Le prince héritier constata non sans surprise que l’art de l’équitation n’avait aucun secret pour lui, et que son cheval, au bruit des pétards et des fusillades, ne bronchait pas plus qu’un âne rompu de fatigue. À la sortie du camp, le sentier s’accrochait au flanc des montagnes. Un à un, fantassins et cavaliers suivirent le bord de précipices de plus en plus en profonds. Un tournant permit à Balthazar de rendre son déjeuner. Après quoi, il dormit, l’âme et l’estomac satisfaits.
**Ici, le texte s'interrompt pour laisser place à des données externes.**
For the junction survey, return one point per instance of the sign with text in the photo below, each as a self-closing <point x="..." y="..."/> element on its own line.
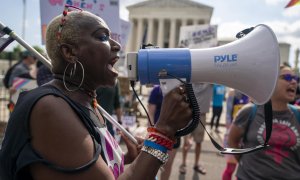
<point x="106" y="9"/>
<point x="198" y="36"/>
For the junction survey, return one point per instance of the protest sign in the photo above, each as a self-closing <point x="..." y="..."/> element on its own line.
<point x="198" y="36"/>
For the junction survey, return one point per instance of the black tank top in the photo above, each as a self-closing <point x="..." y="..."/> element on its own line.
<point x="17" y="153"/>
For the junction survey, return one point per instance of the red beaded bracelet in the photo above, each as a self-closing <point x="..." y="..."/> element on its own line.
<point x="153" y="129"/>
<point x="161" y="141"/>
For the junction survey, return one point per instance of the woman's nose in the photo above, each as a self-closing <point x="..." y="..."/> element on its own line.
<point x="115" y="46"/>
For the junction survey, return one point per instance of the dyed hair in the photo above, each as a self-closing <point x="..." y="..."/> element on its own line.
<point x="76" y="23"/>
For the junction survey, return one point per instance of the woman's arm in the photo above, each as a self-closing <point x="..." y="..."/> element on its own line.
<point x="60" y="137"/>
<point x="234" y="137"/>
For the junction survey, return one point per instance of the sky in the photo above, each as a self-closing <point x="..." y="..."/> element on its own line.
<point x="231" y="16"/>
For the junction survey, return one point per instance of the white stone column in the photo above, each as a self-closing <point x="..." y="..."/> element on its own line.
<point x="150" y="31"/>
<point x="172" y="33"/>
<point x="131" y="40"/>
<point x="140" y="33"/>
<point x="160" y="37"/>
<point x="183" y="22"/>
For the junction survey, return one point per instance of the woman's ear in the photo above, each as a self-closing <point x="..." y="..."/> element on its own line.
<point x="67" y="52"/>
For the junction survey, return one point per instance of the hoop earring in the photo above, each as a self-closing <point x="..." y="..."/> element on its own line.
<point x="72" y="74"/>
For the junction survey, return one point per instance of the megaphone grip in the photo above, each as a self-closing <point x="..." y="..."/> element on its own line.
<point x="195" y="112"/>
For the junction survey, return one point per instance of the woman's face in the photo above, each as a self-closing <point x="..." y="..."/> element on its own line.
<point x="98" y="53"/>
<point x="286" y="85"/>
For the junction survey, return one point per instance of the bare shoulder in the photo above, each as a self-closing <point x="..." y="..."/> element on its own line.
<point x="60" y="137"/>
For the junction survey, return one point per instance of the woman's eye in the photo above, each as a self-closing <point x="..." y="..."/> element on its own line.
<point x="104" y="37"/>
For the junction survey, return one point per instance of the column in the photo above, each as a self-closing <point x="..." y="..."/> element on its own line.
<point x="160" y="37"/>
<point x="172" y="33"/>
<point x="183" y="22"/>
<point x="140" y="33"/>
<point x="150" y="31"/>
<point x="130" y="42"/>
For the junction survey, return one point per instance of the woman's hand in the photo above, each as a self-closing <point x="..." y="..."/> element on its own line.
<point x="132" y="149"/>
<point x="175" y="112"/>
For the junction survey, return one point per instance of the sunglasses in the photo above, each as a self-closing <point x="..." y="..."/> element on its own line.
<point x="289" y="77"/>
<point x="67" y="9"/>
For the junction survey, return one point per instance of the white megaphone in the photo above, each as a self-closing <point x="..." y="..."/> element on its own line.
<point x="249" y="64"/>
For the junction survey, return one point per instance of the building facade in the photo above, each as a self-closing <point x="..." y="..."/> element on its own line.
<point x="158" y="21"/>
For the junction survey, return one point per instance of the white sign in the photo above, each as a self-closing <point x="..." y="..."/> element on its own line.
<point x="198" y="36"/>
<point x="106" y="9"/>
<point x="124" y="33"/>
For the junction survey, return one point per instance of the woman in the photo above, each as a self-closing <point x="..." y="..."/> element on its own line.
<point x="56" y="132"/>
<point x="282" y="159"/>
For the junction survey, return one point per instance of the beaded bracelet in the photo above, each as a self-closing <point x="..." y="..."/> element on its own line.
<point x="155" y="130"/>
<point x="155" y="145"/>
<point x="161" y="156"/>
<point x="161" y="141"/>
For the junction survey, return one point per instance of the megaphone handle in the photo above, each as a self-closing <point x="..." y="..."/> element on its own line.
<point x="195" y="112"/>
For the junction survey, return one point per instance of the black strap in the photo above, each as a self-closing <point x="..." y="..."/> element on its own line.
<point x="52" y="90"/>
<point x="268" y="120"/>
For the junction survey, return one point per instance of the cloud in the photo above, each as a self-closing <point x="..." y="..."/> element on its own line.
<point x="230" y="29"/>
<point x="275" y="2"/>
<point x="291" y="12"/>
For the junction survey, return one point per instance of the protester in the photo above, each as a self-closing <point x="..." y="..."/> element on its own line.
<point x="109" y="99"/>
<point x="154" y="107"/>
<point x="44" y="74"/>
<point x="235" y="101"/>
<point x="217" y="106"/>
<point x="56" y="132"/>
<point x="203" y="93"/>
<point x="281" y="160"/>
<point x="23" y="69"/>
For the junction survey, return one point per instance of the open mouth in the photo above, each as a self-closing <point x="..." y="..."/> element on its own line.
<point x="291" y="90"/>
<point x="111" y="64"/>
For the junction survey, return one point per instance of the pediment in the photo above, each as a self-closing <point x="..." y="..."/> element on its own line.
<point x="168" y="4"/>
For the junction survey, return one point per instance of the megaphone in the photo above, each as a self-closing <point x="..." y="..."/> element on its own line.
<point x="249" y="64"/>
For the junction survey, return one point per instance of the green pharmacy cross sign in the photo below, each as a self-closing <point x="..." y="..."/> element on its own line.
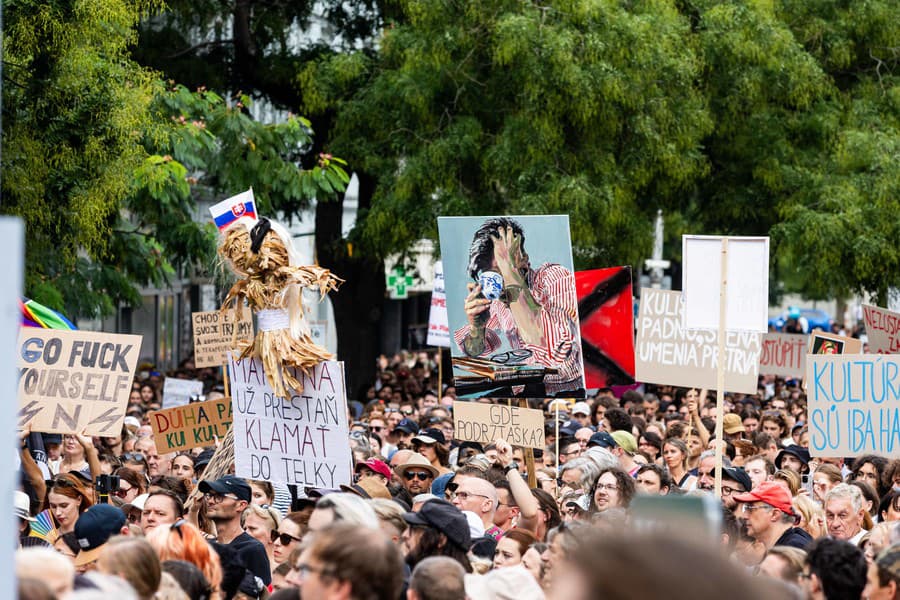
<point x="398" y="283"/>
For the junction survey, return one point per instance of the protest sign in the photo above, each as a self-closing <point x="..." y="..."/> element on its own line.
<point x="213" y="334"/>
<point x="486" y="423"/>
<point x="74" y="381"/>
<point x="523" y="339"/>
<point x="883" y="329"/>
<point x="438" y="329"/>
<point x="606" y="314"/>
<point x="178" y="392"/>
<point x="852" y="404"/>
<point x="783" y="354"/>
<point x="298" y="440"/>
<point x="192" y="425"/>
<point x="747" y="276"/>
<point x="829" y="343"/>
<point x="667" y="353"/>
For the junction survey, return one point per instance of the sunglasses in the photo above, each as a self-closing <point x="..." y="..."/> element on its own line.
<point x="284" y="538"/>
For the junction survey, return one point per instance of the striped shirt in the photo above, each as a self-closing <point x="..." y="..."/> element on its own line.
<point x="553" y="287"/>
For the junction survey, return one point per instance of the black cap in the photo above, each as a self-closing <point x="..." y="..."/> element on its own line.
<point x="228" y="484"/>
<point x="602" y="439"/>
<point x="739" y="475"/>
<point x="94" y="527"/>
<point x="446" y="518"/>
<point x="408" y="426"/>
<point x="431" y="436"/>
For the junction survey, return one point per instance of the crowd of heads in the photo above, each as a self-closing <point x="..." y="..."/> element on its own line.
<point x="618" y="502"/>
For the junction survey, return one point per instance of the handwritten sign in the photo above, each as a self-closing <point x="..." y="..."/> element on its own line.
<point x="883" y="329"/>
<point x="830" y="343"/>
<point x="486" y="423"/>
<point x="783" y="354"/>
<point x="438" y="328"/>
<point x="192" y="425"/>
<point x="213" y="333"/>
<point x="178" y="392"/>
<point x="667" y="353"/>
<point x="301" y="439"/>
<point x="852" y="404"/>
<point x="747" y="273"/>
<point x="73" y="381"/>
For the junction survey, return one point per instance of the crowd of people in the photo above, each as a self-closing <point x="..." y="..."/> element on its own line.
<point x="428" y="516"/>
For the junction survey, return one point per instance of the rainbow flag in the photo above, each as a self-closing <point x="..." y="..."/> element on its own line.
<point x="35" y="314"/>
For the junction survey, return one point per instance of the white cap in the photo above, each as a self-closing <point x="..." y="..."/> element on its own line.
<point x="581" y="408"/>
<point x="22" y="505"/>
<point x="476" y="526"/>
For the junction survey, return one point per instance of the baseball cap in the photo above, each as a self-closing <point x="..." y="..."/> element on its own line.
<point x="228" y="484"/>
<point x="22" y="506"/>
<point x="446" y="518"/>
<point x="407" y="426"/>
<point x="581" y="408"/>
<point x="602" y="439"/>
<point x="732" y="423"/>
<point x="771" y="493"/>
<point x="625" y="441"/>
<point x="431" y="436"/>
<point x="93" y="529"/>
<point x="378" y="466"/>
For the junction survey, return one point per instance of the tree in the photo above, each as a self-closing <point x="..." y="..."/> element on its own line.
<point x="104" y="162"/>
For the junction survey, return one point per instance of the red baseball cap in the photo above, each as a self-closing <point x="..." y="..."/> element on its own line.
<point x="379" y="466"/>
<point x="771" y="493"/>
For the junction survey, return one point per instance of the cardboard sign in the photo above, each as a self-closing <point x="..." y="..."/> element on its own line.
<point x="667" y="353"/>
<point x="438" y="329"/>
<point x="486" y="423"/>
<point x="852" y="404"/>
<point x="213" y="332"/>
<point x="783" y="354"/>
<point x="178" y="392"/>
<point x="525" y="339"/>
<point x="829" y="343"/>
<point x="74" y="381"/>
<point x="298" y="440"/>
<point x="606" y="314"/>
<point x="747" y="292"/>
<point x="883" y="329"/>
<point x="190" y="426"/>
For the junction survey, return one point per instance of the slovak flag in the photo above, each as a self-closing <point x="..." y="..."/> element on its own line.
<point x="228" y="211"/>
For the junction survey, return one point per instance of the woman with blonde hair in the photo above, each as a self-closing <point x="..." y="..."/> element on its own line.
<point x="183" y="541"/>
<point x="134" y="560"/>
<point x="259" y="523"/>
<point x="812" y="516"/>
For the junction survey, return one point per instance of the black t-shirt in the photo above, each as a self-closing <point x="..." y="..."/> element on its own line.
<point x="794" y="537"/>
<point x="253" y="555"/>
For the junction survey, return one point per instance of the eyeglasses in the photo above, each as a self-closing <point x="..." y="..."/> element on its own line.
<point x="284" y="538"/>
<point x="217" y="497"/>
<point x="465" y="495"/>
<point x="122" y="492"/>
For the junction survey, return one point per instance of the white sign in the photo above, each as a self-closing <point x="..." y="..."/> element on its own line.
<point x="178" y="392"/>
<point x="747" y="276"/>
<point x="438" y="328"/>
<point x="301" y="440"/>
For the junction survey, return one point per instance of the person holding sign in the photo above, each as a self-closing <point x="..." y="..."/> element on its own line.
<point x="534" y="310"/>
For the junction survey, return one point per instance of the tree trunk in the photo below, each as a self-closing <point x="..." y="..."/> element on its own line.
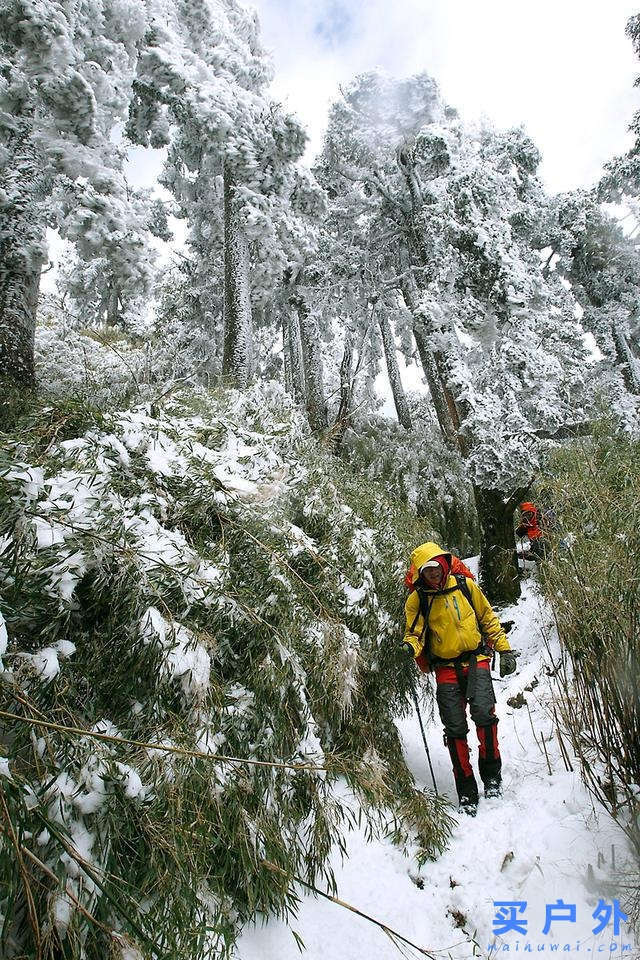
<point x="393" y="370"/>
<point x="236" y="358"/>
<point x="499" y="577"/>
<point x="627" y="361"/>
<point x="286" y="355"/>
<point x="113" y="307"/>
<point x="22" y="253"/>
<point x="314" y="378"/>
<point x="429" y="364"/>
<point x="346" y="390"/>
<point x="297" y="361"/>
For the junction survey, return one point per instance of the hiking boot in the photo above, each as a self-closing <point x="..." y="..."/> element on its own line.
<point x="493" y="787"/>
<point x="468" y="805"/>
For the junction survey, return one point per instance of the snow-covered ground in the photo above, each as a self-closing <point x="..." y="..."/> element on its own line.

À six heures, le chemin s’élargissant, son père vint l’embrasser et lui fournit sur toute l’affaire des explications minutieuses que le prince héritier écouta aussi religieusement que s’il avait connu les moindres nuances de la langue employée. Puis les troupes défilèrent devant eux, et Balthazar, tout au regret que Coloquinte n’assistât point à ces manifestations grandioses, s’entretenait avec elle.

On marcha jusqu’à la fin de la journée suivante, avec de petites haltes qui réveillaient Balthazar en sursaut. Les montagnes arides furent traversées, et soudain, à l’issue de plusieurs défilés, s’ouvrit une large plaine de l’autre côté de laquelle on discernait des feux et des rassemblements. C’était l’armée ennemie. Le sort du pays se déciderait le lendemain.